How Jason Garrett Has Become Nothing More Than Jerry Jones' Puppet

Jesse ReedCorrespondent IJanuary 22, 2013

LANDOVER, MD - NOVEMBER 20: Dallas Cowboys owner Jerry Jones (L) shakes hands with head coach Jason Garrett (R) before the start of the Cowboys game against the Washington Redskins at FedExField on November 20, 2011 in Landover, Maryland.  (Photo by Rob Carr/Getty Images)
Rob Carr/Getty Images

Dallas Cowboys owner and general manager Jerry Jones has head coach Jason Garrett right where he wants him: Tied up like a marionette with Jones being the puppet master.

Via ESPN Dallas' Calvin Watkins:

Jason Garrett isn't calling offensive plays. Bill Callahan is calling the plays.

— Calvin Watkins (@calvinwatkins) January 22, 2013

Will someone please remind me what, exactly, Garrett is good for these days?

Garrett has become nothing more than Jones' puppet. And if you believe the Cowboys' eccentric owner , this demotion is actually a promotion (via Watkins):

It's not a step back for Jason. It's actually a step forward for Jason in my mind. When he became the head coach, it was at my insistence that he continue to call the plays. It was not at Jason's insistence.

It is not a step back for the Cowboys or a step back individually for him to change the way we basically are putting our game plan together or are calling the plays on the offensive side of the ball. As you well know, differences in opinion can frankly be a step in a better direction.

We all know Jones lives in bizzaro world, but attempting to follow his logic on this one might be dangerous to your health.

Garrett's strong suit since he became the team's offensive coordinator back in 2007 was that he was considered to be an exceptional play-caller and offensive coach. At that time, Jones said of Garrett (via ESPN News Services), "Jason is someone who is held in high regard as a bright offensive mind throughout the NFL."

Obviously, Jones has come to the realization that Garrett's offensive genius may have been a bit overstated. We've all seen the way Dallas' offense has sputtered of late, and it seems logical that a change might be needed. But what in the world is Garrett good for if not to call plays?

He's no personnel genius, and he isn't an experienced administrator. Lord knows that his team has been among the most undisciplined in the NFL the past couple of seasons: The Cowboys ranked No. 30 in penalties per game in 2012-13 and No. 28 in 2011-12.

Garrett is good at one thing, though. He's willing to put up with whatever Jones wants to do, even if it means he has no authority whatsoever. 

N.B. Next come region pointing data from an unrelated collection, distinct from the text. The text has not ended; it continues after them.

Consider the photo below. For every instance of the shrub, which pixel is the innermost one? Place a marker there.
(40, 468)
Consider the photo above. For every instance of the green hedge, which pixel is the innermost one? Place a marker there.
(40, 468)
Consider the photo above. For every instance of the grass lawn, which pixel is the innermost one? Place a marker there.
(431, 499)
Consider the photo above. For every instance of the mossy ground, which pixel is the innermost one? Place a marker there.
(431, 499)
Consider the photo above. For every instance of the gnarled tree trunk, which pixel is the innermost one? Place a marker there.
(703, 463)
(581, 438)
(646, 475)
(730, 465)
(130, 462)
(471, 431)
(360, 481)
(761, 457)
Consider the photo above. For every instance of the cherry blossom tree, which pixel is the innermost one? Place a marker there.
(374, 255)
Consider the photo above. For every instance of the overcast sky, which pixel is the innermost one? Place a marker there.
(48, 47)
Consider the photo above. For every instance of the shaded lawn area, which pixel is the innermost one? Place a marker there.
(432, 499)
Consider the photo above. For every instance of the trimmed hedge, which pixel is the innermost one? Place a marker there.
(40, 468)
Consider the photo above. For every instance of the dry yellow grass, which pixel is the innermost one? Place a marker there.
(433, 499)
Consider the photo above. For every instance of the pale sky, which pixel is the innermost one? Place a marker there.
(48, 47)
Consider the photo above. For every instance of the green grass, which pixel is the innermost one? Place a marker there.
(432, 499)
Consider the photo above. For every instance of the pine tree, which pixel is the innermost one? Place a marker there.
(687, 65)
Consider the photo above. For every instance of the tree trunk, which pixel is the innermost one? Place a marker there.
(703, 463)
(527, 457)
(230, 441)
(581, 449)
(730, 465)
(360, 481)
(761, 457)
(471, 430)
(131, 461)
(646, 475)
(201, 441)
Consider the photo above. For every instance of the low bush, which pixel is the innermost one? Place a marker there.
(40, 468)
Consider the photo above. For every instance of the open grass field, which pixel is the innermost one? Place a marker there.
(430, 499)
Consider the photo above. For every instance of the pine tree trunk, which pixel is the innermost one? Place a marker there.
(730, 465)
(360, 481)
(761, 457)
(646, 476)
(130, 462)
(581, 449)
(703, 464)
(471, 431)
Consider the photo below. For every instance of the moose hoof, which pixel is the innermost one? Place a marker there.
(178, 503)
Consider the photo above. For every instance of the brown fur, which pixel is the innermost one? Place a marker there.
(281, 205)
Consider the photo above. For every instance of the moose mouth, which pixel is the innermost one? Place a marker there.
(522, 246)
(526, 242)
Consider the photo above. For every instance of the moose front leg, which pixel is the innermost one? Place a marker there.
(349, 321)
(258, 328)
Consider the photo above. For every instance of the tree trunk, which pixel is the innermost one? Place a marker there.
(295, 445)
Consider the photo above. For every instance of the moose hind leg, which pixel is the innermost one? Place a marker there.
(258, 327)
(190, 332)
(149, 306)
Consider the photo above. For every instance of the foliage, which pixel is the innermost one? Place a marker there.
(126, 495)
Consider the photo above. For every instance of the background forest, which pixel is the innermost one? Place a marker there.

And that's what this latest move has done—stripped Garrett of any power he may have had left, which is directly contrary to what he promised Garrett when he was hired as the team's head coach in 2011.

Remember, Jones made a huge show in front of the national media when Garrett was introduced, saying (via's Tim MacMahon):

Jason will have the final say on any person that leaves the coaching staff or comes to the coaching staff. There won't be a player on this team that Jason does not want on the team.

I don't know about you, but I didn't buy what he was selling then. His actions just two years later—firing Rob Ryan and handing the offense to Callahan—speak much louder than his words.

Garrett is Jones' puppet, and all Cowboys fans can do now is continue to ride the roller coaster that comes with the package of being in love with "America's Team."